И хотя этой угрозы девочка страшилась только в раннем детстве (кто же будет бояться людей, которые никому не причиняли вреда, разве что досаждали тем, что чересчур много болтали, а трудились при этом усерднее и зарабатывали куда больше местных), они оставались для нее иноземными чужаками, прибывали в ее края вместе с первыми ласточками, а затем уезжали за море, в страну под названием Ирландия, где люди мечтают о гомруле, восклицают «Begorra!»[39], бахвалятся и питаются исключительно картофелем.
Теперь она знала по именам и ирландских работников – мистера Маккарти, Тима Дулана, Джеймса-большого и Джеймса-маленького, Кевина и Патрика, и всех остальных сборщиков урожая в округе. По мере распространения информации об отзывчивой почтмейстерше из Кэндлфорд-Грина, которая разрешает отправлять переводы домой после окончания рабочей недели, на почту стало являться все больше народу из других мест. К тому времени, как Лора покинула село, эту любезную услугу приходилось оказывать уже и по воскресным утрам, а мисс Лэйн изо всех сил пыталась ожесточиться и изобрести какой-нибудь повод не предоставлять льготу, сделавшуюся серьезной дополнительной нагрузкой.
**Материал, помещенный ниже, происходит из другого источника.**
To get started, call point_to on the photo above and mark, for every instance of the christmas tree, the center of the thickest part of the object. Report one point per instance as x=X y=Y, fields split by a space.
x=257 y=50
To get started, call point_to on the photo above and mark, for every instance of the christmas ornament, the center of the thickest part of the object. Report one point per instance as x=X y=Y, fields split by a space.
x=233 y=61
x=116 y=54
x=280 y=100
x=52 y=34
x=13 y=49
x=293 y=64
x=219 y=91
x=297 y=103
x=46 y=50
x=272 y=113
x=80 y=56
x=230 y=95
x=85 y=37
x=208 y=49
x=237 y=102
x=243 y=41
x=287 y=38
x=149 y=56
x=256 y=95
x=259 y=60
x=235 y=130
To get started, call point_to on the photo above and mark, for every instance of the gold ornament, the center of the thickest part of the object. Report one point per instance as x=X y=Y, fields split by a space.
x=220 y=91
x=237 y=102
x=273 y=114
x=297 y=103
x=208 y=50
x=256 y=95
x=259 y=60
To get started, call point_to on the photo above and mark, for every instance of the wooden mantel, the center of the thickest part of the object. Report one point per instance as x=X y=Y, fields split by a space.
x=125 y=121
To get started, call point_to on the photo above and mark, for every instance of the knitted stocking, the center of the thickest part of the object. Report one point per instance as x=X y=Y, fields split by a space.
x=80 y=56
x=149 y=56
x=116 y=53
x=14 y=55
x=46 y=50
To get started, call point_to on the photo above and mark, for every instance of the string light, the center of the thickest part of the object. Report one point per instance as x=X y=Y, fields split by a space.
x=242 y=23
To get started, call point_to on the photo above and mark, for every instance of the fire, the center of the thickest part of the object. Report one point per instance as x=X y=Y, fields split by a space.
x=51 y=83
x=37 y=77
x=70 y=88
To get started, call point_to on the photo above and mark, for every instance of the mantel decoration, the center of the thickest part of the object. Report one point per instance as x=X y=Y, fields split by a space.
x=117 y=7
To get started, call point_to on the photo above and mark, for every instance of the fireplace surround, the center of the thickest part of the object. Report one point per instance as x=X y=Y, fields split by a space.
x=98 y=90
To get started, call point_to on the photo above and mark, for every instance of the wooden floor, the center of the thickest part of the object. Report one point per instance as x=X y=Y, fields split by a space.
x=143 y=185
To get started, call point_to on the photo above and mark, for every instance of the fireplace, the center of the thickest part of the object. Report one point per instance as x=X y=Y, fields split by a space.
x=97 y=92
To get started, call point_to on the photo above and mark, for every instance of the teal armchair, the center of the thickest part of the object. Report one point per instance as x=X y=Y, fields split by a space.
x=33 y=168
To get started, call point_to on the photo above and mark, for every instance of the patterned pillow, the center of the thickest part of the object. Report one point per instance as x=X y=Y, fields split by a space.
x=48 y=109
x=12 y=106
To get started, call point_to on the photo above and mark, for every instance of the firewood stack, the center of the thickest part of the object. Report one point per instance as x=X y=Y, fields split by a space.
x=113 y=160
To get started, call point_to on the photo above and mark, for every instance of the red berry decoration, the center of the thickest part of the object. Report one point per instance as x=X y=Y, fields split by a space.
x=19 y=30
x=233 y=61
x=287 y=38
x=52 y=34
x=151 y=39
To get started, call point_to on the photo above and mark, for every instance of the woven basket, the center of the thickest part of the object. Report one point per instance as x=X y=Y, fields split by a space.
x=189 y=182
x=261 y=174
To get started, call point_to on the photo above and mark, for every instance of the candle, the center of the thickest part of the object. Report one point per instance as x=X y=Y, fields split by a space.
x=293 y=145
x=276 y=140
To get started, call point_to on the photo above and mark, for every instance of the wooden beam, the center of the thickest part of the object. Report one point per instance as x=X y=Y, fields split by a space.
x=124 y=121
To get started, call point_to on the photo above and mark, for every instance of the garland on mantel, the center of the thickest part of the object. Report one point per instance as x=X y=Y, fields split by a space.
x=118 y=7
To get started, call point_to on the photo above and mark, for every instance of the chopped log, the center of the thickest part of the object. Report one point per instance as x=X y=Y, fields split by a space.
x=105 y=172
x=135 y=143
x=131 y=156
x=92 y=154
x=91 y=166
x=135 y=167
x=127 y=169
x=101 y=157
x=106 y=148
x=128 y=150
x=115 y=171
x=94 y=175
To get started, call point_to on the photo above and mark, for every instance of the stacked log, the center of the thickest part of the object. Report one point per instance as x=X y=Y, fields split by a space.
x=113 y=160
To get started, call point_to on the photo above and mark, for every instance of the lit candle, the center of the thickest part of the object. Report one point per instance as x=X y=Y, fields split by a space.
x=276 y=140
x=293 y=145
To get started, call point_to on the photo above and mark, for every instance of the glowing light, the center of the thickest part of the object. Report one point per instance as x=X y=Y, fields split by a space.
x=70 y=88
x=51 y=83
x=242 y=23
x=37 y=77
В то время, о котором идет речь, в субботние вечера подобных клиентов являлось около дюжины. Из мужчин постарше писать никто не умел, и когда Лора впервые познакомилась с ними, они отправляли своим женам в Ирландию письма, написанные за них кем-нибудь из более молодых сотоварищей. Но вскоре эти неграмотные батраки стали украдкой приходить к ней поодиночке.
– Будьте ангелом, миленькая мисс, черкните за меня пару слов на этом вот листке бумаги, а? – шепотом просили они, и Лора писала под их диктовку следующие письма:
«Дорогая женушка, благодарение Господу, Пресвятой Богоматери и святым, ныне я пребываю в добром здравии, работы уйма, и денег будет столько, что будущую зиму с Божьей помощью проживем лучше, чем давешнюю…»
Далее, после расспросов о «здоровьице» самой супруги, детей, престарелых отца и матери, дядюшки Дулана, кузины Бриджит и поименно каждого из соседей, как бы между прочим упоминалась истинная причина написания письма. Жена получала распоряжение либо «рассчитаться в лавке», либо продать такую-то вещь, запросив такую-то цену, либо не забыть «отложить немного в чулок», но при этом ни в чем себе не отказывать, и если желание отправителя письма будет выполнено, она может жить как королева, а он останется ее любящим мужем.
Девочка замечала, что, диктуя послания, эти мужчины не делали долгих пауз, обычных для Лориных пожилых соотечественников, за которых она тоже иногда писала письма. Ирландец сразу подбирал нужные слова и использовал яркие, эмоциональные фразы, звучавшие как поэзия. Какому англичанину его класса пришло бы в голову выражать пожелание, чтобы его жена жила как королева? Самым ласковым выражением, которое можно было найти в их письмах, было «береги себя». Да и манеры у ирландца были получше, чем у англичанина. Оказываясь в помещении, он тотчас снимал шляпу, чаще говорил «пожалуйста», точнее «пожалста», и не скупился на изъявления благодарности за любую небольшую услугу. Мужчины помоложе были не прочь полюбезничать, но это выходило у них столь очаровательно, что никого не оскорбляло.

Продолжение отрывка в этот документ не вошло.